In subsequent years, CMS will announce additional products that will be subject to Medicare price negotiation, including those currently covered under Medicare Part B. Hopefully, the courts, and even the Supreme Court, will dismiss these suits outright, as Medicare’s ability to negotiate prices is neither unconstitutional or unreasonable.
Is Drug Innovation Truly Threatened?
The pharmaceutical industry is raising the usual objections or warnings, claiming that such negotiations will stifle innovation and have negative consequences for the industry. These claims are hollow. I say this from the developmental and economic perspectives.
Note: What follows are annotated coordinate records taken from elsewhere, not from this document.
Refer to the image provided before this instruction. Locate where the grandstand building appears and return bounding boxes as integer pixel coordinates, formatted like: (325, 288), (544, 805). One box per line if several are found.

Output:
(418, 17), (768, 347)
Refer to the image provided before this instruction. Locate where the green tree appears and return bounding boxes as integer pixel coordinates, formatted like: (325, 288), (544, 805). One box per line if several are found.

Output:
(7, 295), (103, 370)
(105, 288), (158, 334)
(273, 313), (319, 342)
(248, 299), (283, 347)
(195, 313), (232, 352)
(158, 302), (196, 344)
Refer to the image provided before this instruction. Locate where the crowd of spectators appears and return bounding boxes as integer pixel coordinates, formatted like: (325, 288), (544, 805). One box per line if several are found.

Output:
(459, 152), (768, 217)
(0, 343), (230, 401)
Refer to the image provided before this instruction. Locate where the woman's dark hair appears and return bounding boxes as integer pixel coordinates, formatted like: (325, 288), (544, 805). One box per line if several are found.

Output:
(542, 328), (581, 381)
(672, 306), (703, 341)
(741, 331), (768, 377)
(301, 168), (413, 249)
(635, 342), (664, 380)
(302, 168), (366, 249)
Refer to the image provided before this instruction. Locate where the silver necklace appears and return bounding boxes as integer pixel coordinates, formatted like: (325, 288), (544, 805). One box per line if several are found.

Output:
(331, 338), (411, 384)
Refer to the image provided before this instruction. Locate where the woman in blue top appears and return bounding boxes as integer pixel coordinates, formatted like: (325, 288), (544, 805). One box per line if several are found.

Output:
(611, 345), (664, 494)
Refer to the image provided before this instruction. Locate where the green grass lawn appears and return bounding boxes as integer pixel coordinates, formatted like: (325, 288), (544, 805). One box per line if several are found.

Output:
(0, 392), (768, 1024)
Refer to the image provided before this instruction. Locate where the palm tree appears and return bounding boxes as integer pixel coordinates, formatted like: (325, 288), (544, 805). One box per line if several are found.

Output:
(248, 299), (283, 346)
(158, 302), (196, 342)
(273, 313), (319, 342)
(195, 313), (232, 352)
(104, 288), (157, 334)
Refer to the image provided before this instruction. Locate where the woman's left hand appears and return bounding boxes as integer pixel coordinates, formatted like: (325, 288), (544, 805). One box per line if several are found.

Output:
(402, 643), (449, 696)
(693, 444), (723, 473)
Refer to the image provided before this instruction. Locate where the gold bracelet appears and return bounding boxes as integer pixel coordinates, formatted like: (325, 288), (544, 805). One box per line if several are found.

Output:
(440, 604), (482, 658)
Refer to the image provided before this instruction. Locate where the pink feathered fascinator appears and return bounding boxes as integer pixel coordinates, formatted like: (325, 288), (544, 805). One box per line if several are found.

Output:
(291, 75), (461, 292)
Major pharmaceutical companies for many years have used a combination of R&D approaches to new drug innovation. The first is to innovate these products from scratch, creating the molecule in-house, and conduct all testing under their R&D departments. I’ve not seen an analysis of how much R&D is conducted in-house, but perhaps the majority of innovation has taken place through a second avenue. Start-up biotech companies develop the initial molecules, conduct the first phases of research, and are acquired by the major players for commercialization end marketing. This pathway for innovation will not be affected by Medicare price negotiation. To say that it might ignores the recent history of pharmaceutical innovation. The financial incentive for these new biotechs is too great to ignore: Acquisition by big pharma could be a multibillion-dollar carrot. That is how much pharma values start-up biotechs in bolstering their own R&D efforts.
Major pharmaceutical companies have threatened the loss-of-innovation argument in the past, and it hasn’t panned out. The amount of total revenues being reinvested into R&D by these major players is about 20%, but this may include acquisition of these start-up biotechs.
Stop Crying Foul and Pocket Your Profits
To forbid Medicare from obtaining price concessions and discounts (and God forbid even rebates) on behalf of its 66 million beneficiaries is inconsistent and anticompetitive. Another government entity, Veterans Affairs, has negotiated low pricing on its medications for decades. State Medicaid programs have done the same throughout the country. There’s no logical reason to exclude Medicare from achieving these aims, considering the size of the program and the limited scope of the IRA’s drug targets.
There’s little doubt that pharmaceutical companies will continue to receive a warm reception from investors, based on their historical returns. The threat to extended profits posed by the IRA is more than offset by the substantially higher price for pharmaceuticals paid in the US compared with elsewhere in the world. It could have been worse if the US decided to switch to a national tendering system, which is used in Europe.
In truth, the IRA poses a greater threat to the biosimilar industry and biosimilar development than it does to other innovative biopharmaceutical companies.